En efecto, Wilhelm Steinitz (1836-1900, austriaco de nacimiento y nacionalizado norteamericano en 1888) sentó las bases de lo que hoy conocemos como teoría ajedrecística. La idea esencial es que el equilibrio del principio de la partida solo puede romperse si uno de los contendientes comete un error. La consecuencia práctica es no debe iniciarse un ataque si antes uno no ha inclinado la balanza a su favor a base de acumular, paso a paso, pequeñas ventajas posicionales; en caso contrario el defensor dispondrá de medios para repeler la embestida y se quedará con todas las bazas. El quid de la cuestión radica en definir cuáles son dichas ventajas y en cómo puede trabajarse para conseguirlas; no todas sus recetas superaron por igual el test del tiempo, pero en términos generales el impacto de su “revolución posicional” fue de tremendas dimensiones.
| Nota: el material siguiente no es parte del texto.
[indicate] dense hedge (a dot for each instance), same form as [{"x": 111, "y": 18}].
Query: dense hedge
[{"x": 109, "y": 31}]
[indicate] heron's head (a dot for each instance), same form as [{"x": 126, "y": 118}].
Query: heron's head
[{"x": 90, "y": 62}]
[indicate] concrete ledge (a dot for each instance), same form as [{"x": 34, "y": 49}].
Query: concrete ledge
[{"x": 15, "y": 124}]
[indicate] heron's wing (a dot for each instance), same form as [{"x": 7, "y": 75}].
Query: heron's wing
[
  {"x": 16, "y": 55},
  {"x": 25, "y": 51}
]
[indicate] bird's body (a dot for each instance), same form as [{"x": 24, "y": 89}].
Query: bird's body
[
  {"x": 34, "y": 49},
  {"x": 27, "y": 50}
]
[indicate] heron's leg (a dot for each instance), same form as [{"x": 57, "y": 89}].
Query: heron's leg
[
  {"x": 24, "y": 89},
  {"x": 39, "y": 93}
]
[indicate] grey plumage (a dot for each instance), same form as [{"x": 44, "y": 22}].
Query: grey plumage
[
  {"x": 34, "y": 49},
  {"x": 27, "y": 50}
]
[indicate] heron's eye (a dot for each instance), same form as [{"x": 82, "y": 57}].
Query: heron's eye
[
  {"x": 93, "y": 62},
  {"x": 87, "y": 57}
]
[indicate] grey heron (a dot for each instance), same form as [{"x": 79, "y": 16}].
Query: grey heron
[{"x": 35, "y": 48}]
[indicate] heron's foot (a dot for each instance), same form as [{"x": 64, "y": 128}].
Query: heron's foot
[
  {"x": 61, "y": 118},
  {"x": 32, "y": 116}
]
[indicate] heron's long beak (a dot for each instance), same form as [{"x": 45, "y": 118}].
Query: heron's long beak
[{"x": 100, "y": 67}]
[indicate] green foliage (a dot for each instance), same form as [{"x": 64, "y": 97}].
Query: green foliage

Lo más curioso es que Steinitz implementó su novedoso estilo casi de un día para otro. En su juventud había sido un arriesgado jugador de ataque, y así es como había derrotado a Anderssen en 1866 y se había convertido en el mejor ajedrecista mundial (descontando al retirado Morphy). Pero lejos de dormirse en los laureles, y sorprendiendo a propios y extraños, se presentó en el torneo de Viena de 1873 jugando de un modo completamente nuevo. Le costó un poco entrar en calor, pero acabó a lo grande anotándose 16 partidas seguidas (que con otras 9 de eventos posteriores hacen un total de 25, la mayor racha victoriosa de toda la historia). Ninguna revolución es aceptada de buen grado por la élite, y esta no fue una excepción: fue tachado de mezquino e incluso de cobarde. Pero Steinitz la impuso a base de fuerza bruta, ganando desde entonces hasta 1894 prácticamente todo cuanto disputó, y eso incluye 4 campeonatos mundiales: Zukertort (1886, el primero considerado “oficial”), Chigorin (1889 y 1892) y Gunsberg (1890/91). Para que su irrepetible serie de 26 matches consecutivos ganados, iniciada en 1862, se viese truncada, hubo que esperar a 1894 (Steinitz tenía ya 56 años) y a otro gigante del tablero, Lasker, que ya comulgaba sin ambages con sus teorías posicionales.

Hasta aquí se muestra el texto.